Young Michael’s little body grew and despite all the negative reactions of most people around she raised her terribly disabled son, as she said, “more with love than food”. Her son was not like any other boy where a Mum could let him explore and interact; no her son was a baby, with the immediate needs of a baby right through the – as she said, “The most wonderful eight years, that have just recently ended”. But just a few weeks ago, Michael was called to the angels, and she just wanted to share with us, the love that such a disabled little boy and the joy such a disabled little boy can bring to a person.

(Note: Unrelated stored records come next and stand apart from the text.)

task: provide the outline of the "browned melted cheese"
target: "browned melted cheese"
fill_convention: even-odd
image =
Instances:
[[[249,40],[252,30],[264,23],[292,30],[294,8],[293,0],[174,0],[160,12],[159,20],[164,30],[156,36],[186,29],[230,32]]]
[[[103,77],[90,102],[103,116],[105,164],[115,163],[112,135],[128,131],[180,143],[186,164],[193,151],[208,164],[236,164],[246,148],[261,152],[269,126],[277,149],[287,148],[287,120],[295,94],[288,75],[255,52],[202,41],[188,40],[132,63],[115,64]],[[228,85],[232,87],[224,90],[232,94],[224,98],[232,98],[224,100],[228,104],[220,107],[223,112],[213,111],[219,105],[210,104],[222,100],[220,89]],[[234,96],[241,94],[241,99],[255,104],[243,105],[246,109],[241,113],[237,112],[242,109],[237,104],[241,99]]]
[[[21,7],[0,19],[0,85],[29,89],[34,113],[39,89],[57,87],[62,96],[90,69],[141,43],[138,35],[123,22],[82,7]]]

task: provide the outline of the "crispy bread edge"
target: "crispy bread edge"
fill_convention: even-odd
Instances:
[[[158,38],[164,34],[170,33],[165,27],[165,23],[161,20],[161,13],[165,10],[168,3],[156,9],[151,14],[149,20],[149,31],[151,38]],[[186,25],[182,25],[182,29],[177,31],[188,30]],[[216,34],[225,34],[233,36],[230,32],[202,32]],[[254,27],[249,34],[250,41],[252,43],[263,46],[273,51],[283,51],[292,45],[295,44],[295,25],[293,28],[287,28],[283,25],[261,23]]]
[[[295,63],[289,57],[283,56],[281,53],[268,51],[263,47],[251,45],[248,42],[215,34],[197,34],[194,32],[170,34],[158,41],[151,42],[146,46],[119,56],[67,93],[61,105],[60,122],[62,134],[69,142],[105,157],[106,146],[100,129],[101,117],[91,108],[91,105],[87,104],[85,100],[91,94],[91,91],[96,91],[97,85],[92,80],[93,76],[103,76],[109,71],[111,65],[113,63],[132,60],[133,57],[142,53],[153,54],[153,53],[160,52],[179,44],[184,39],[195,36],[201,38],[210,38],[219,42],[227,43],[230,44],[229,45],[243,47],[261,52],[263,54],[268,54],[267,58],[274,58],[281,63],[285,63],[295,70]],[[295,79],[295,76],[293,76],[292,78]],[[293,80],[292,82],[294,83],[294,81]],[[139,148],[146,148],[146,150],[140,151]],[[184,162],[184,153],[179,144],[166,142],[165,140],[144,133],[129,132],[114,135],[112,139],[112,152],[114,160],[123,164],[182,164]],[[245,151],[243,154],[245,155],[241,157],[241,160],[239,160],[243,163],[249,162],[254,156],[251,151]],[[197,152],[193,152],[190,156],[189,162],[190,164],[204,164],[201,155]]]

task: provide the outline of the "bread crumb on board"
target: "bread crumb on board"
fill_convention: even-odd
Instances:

I have not done this memory the justice it deserves, as the Mum had given such a matter of fact talk about her relationship with her son. She had said openly how no sleep, not just now and then that most of us have experienced with a baby, but years of coping in a hostile world with a child that so many people turned away from when seeing him in his pushchair. I must confess that I and any number of people in that sunlit room in Bath that day – were pushing back those throat sobs and the tears welling up in the corners of my eyes. We were in the presents of a woman who had more reason to hate the world for her suffering, but in telling of that suffering was trying to help other parents that were worried about their child’s disabilities.
Oh well, twenty seven or twenty eight years on I can only pray that she was allowed some happiness.
Well that’s all for this blog but I do hope I have stirred some thoughts about how on the face of terrible adversity and sorrow – some families do rise to the situation but how much better it could be if we all hunched down next to a wheelchair and actually communicated with that person who carries such a burden through their life. Mike.